Secara umum dalam puisi PROLOGUE, penyair menggunakan
imaji perasaan yang melibatkan pendengaran, penglihatan dan pencecapan. Penyair
mengungkapkan perasaan sedih, duka melalui pendengaran, penglihatan dan
perasaan. Sapardi sangat piawai dalam menggunakan kata-kata, untuk mengungkapkan
perasaannya tersebut, penyair memilih dan menggunakan kata-kata tertentu untuk
menggambar dan mewakili perasaannya itu. Pada setiap baris dalam puisi
tersebut, penyair mampu menarik pembaca ikut larut dalam perasaan penyair. Pada
bait yang pertama penyair menghadirkan suasana duka, sehingga pembaca
seakan-akan juga ikut merasakan suatu hal yang dirasakan penyair.
2. Majas
Dalam puisi ini, penyair
menggunakan majas personifikasi yang terlihat pada baris pertama, dan kedua. Baris
pertama Masih terdengar sampai di sini
dukaMu
abadi. Hal itu menunjukkan bahwa
kata dukaMu seolah-olah hidup dan
dapat mengeluarkan suara, sehingga dapat didengar. Begitu pula dengan baris
kedua
Malampun sesaat terhenti
sewaktu
dingin pun terdiam, kata malam dan
dingin seolah-olah sesuatu yang hidup, padahal kata malam merupakan keterangan,
dan dingin adalah kata sifat. Selain itu, ditemukan lagi majas personifikasi
pada:
kueja
setia,
semua pun yang sempat tiba
sehabis menempuh ladang Qain dan bukit
Golgota
sehabis mencecap beribu kata
Pada kata yang bercetak miring dalam
syair tersebut menunjukkan bahwa kata setia
merupakan kata sifat yang hanya bisa dirasakan, sedangkan dalam puisi
tersebut dieja. Dieja maksudnya dihitung semua orang yang datang dalam proses
pemakaman orang Kristen untuk mengucap doa-doa tertentu.
kusapa dukaMu jua, yang
dahulu
yang meniupkan zarah ruang dan waktu
yang
capai menyusun Huruf
Pada kata kusapa dukaMu,
menunjukkan majas personifikasi karena duka itu merupakan suatu hal yang
dirasakan, sehingga tidak bisa disapa. Pada kata meniupkan zarah, juga terlihat bahwa kata duka seolah-olah hidup dan dapat meniupkan
zarah, padahal duka merupakan suatu perasaan yang tidak terlihat, tetapi bisa
dirasakan.
3. Pilihan
kata atau diksi
Menurut
Aminuddin (2012:140), kata dibagi menjadi tiga yaitu lambang, utterance atau indice, dan simbol. Dalam puisi karya Sapardi tersebut yang bisa
saya tangkap yaitu:
a.
Lambang duka,
merupakan kesusahan, sedih, gunda hati. Dalam puisi tersebut menceritakan
tentang kesedihan atau kedukaan seseorang terhadap seseorang yang telah
meninggal.
b.
Lambang abadi,
merupakan contoh lambang kekekalan tiada akhir. Adanya lambang tersebut memberikan
pesan bahwa duka yang dialami seseorang dalam puisi tersebut tiada akhir.
c.
Lambang samar,
merupakan hal kabur, tidak kelihatan nyata, gelap, tidak jelas, remang-remang.

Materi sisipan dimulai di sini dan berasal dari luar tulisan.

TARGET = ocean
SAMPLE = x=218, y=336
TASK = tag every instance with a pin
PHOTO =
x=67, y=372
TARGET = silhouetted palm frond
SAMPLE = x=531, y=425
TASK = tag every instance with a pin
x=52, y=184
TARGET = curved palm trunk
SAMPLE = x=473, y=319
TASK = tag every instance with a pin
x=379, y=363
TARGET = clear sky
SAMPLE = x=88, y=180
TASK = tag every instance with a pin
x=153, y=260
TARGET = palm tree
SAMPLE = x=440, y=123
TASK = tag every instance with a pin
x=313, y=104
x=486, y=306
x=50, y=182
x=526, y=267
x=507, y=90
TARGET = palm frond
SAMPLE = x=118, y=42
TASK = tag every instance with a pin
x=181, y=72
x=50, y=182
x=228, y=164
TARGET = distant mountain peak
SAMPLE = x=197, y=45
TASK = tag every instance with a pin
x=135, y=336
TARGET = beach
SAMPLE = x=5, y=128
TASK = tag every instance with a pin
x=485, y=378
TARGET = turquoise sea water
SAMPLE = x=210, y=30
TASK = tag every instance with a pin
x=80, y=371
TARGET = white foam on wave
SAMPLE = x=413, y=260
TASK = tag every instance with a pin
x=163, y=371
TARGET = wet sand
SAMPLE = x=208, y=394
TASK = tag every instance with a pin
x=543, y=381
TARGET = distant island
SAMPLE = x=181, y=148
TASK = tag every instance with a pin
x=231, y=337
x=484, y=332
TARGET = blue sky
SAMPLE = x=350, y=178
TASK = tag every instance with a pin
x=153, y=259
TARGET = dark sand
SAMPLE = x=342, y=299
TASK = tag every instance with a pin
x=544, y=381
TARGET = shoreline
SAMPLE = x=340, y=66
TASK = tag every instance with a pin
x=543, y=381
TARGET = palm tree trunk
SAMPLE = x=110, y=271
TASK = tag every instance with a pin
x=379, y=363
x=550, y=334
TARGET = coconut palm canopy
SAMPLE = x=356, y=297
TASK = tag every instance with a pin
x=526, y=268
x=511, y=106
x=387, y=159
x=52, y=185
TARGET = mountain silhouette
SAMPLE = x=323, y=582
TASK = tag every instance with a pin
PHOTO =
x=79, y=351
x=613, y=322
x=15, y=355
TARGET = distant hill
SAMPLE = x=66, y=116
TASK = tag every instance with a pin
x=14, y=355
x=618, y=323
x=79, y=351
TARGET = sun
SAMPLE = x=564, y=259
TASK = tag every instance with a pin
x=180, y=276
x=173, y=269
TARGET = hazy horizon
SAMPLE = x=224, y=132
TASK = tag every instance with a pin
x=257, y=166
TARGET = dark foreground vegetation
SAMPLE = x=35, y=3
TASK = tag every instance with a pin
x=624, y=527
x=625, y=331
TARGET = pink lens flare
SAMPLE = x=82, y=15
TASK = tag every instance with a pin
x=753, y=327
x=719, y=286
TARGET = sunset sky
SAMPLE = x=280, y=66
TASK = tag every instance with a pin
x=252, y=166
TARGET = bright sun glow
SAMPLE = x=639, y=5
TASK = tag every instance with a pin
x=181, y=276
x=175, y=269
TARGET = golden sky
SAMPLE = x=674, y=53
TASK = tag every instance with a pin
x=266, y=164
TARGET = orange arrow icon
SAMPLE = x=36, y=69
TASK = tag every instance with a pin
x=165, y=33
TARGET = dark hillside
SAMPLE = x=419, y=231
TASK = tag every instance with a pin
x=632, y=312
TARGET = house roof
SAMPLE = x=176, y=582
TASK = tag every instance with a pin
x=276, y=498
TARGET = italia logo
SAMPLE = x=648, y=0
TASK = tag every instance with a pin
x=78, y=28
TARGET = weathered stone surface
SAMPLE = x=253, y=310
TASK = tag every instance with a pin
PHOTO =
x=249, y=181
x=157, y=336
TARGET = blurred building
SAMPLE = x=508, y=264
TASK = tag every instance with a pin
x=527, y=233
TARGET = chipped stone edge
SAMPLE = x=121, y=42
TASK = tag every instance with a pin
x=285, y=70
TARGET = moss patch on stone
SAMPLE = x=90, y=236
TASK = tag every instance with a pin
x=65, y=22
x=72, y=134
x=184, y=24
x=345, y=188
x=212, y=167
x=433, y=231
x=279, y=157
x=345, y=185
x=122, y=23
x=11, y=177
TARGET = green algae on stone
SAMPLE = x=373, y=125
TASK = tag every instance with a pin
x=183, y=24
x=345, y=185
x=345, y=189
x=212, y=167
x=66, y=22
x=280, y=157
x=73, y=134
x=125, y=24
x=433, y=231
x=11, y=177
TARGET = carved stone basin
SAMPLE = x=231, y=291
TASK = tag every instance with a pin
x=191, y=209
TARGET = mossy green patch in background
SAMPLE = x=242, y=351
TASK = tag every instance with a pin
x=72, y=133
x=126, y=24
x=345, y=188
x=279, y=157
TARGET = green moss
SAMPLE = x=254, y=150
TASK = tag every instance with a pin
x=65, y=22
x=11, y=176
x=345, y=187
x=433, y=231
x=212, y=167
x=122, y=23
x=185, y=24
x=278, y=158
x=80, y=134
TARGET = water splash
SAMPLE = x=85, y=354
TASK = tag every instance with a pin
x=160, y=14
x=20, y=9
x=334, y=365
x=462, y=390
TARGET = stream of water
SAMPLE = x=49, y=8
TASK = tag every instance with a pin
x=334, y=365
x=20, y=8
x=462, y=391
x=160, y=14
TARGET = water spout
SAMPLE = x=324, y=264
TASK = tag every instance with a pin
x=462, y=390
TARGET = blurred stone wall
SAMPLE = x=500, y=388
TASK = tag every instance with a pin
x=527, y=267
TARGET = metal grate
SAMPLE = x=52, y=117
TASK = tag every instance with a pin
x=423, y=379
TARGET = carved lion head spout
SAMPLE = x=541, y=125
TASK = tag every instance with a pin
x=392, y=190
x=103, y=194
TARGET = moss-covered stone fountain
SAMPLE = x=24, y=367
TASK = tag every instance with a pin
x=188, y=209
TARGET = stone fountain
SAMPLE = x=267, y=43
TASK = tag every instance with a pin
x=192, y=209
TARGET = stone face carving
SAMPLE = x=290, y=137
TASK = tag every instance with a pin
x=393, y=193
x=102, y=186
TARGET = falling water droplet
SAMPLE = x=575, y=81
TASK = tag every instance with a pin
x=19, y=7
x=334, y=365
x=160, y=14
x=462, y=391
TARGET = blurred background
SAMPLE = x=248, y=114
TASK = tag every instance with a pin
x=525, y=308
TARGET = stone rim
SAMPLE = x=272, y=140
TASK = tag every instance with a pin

Penyair mengalami suatu keadaan yang sedang tidak menentu dalam hidupnya.
Sapardi melambangkan duka sebagai pembawa sesuatu menjadi tidak kelihatan
nyata.
d.
Lambang setia,
merupakan simbol berpegang teguhnya, berpendiriannya seseorang pada suatu hal.
e.
Lambang jelaga, butiran
arang halus dan lunak yang terjadi dari asap lampu atau kompor minyak tanah,
yang melambangkan duka seseorang itu sulit hilang, dan kemungkinan akan lama
membekas dihati seseorang.
f.
Lambang golgota
adalah tempat penyaliban Yesus, nama itu disesuaikan dengan bentuk tempatnya
yang bulat mirip tengkorak, sebagai tempat hukuman mati dan kuburan.
g.
Lambang zarah,
merupakan butiran halus yang sangat kecil seperti partikel atom.

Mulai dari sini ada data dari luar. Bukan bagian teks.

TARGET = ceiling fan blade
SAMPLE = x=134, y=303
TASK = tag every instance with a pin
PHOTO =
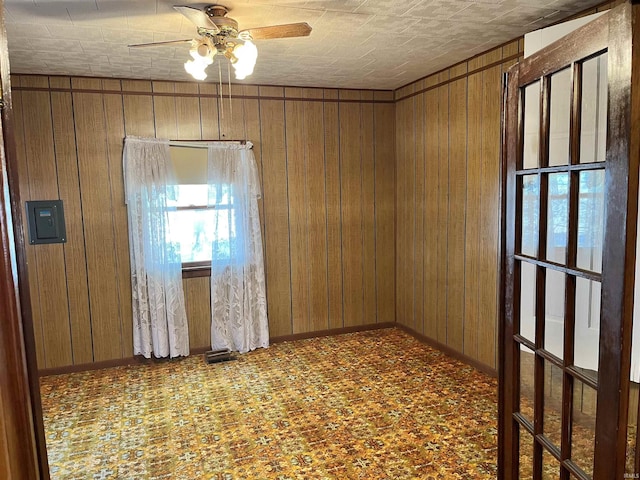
x=154, y=44
x=280, y=31
x=197, y=17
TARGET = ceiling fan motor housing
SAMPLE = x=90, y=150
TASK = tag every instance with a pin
x=227, y=26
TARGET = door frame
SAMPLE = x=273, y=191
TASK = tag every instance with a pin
x=615, y=32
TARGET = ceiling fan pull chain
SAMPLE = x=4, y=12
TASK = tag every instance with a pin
x=230, y=104
x=221, y=97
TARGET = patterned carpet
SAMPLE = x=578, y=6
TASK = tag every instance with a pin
x=369, y=405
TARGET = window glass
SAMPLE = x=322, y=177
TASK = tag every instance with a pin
x=197, y=228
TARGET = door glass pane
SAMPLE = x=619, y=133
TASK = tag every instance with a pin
x=583, y=426
x=550, y=467
x=554, y=313
x=530, y=214
x=557, y=217
x=591, y=220
x=527, y=358
x=531, y=153
x=528, y=301
x=552, y=424
x=560, y=113
x=526, y=455
x=593, y=134
x=587, y=327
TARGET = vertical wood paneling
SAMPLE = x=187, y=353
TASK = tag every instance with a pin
x=432, y=171
x=368, y=210
x=138, y=109
x=51, y=278
x=490, y=222
x=472, y=237
x=25, y=192
x=419, y=214
x=74, y=250
x=327, y=169
x=334, y=213
x=461, y=129
x=409, y=185
x=188, y=120
x=232, y=113
x=93, y=164
x=298, y=226
x=405, y=230
x=385, y=211
x=114, y=123
x=276, y=212
x=164, y=110
x=209, y=128
x=443, y=210
x=351, y=188
x=316, y=211
x=457, y=201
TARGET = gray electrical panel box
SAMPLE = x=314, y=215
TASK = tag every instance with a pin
x=46, y=222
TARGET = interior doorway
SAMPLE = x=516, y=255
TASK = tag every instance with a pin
x=570, y=208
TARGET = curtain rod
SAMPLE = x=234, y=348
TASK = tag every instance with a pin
x=198, y=143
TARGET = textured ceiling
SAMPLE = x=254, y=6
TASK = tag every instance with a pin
x=354, y=44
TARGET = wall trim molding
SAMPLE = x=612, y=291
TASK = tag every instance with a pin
x=492, y=372
x=139, y=360
x=333, y=331
x=198, y=95
x=516, y=56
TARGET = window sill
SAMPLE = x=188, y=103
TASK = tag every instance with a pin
x=196, y=270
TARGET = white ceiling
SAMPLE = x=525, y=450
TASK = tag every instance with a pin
x=377, y=44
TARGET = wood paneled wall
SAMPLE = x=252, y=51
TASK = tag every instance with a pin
x=448, y=129
x=326, y=160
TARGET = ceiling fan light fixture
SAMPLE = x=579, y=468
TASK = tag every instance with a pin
x=245, y=55
x=202, y=53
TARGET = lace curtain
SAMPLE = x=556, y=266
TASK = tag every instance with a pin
x=159, y=317
x=238, y=299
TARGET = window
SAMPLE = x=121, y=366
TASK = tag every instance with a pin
x=204, y=220
x=591, y=210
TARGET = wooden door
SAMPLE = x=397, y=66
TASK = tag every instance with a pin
x=569, y=225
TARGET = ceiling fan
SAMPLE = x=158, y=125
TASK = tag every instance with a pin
x=219, y=35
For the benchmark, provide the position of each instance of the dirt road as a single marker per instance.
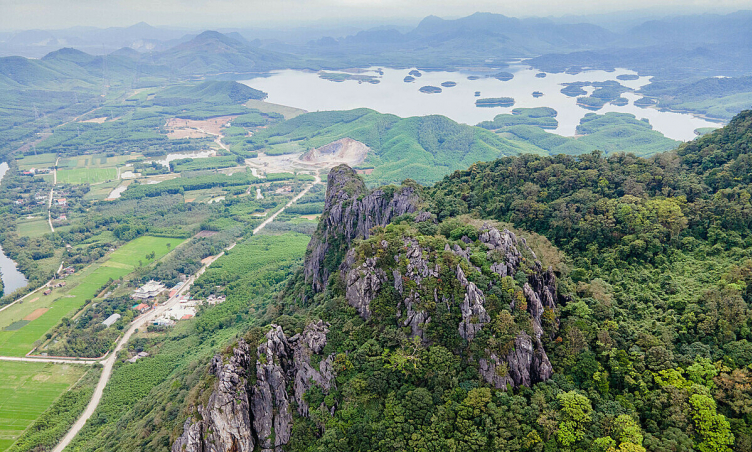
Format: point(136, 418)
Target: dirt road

Secara umum diksi atau pemilihan
kata dalam puisi tersebut menggunakan banyak lambang yang sangat sulit dipahami
maknanya. Lambang-lambang tersebut perlu dicermati secara mendalam agar bisa
memaknai setiap kata yang ditulis Sapardi. Adanya lambang satu dengan yang lain
saling berkaitan, sehingga tidak mudah menganalsisnya tanpa mengaitkan baris
satu dengan baris yang lain. Lambang tersebut tidak bisa diartikan dengan kasat
mata, tetapi perlunya bantuan kamus untuk menerjemahkan apa maksud pengarang
memunculkan lambang-lambang tersebut.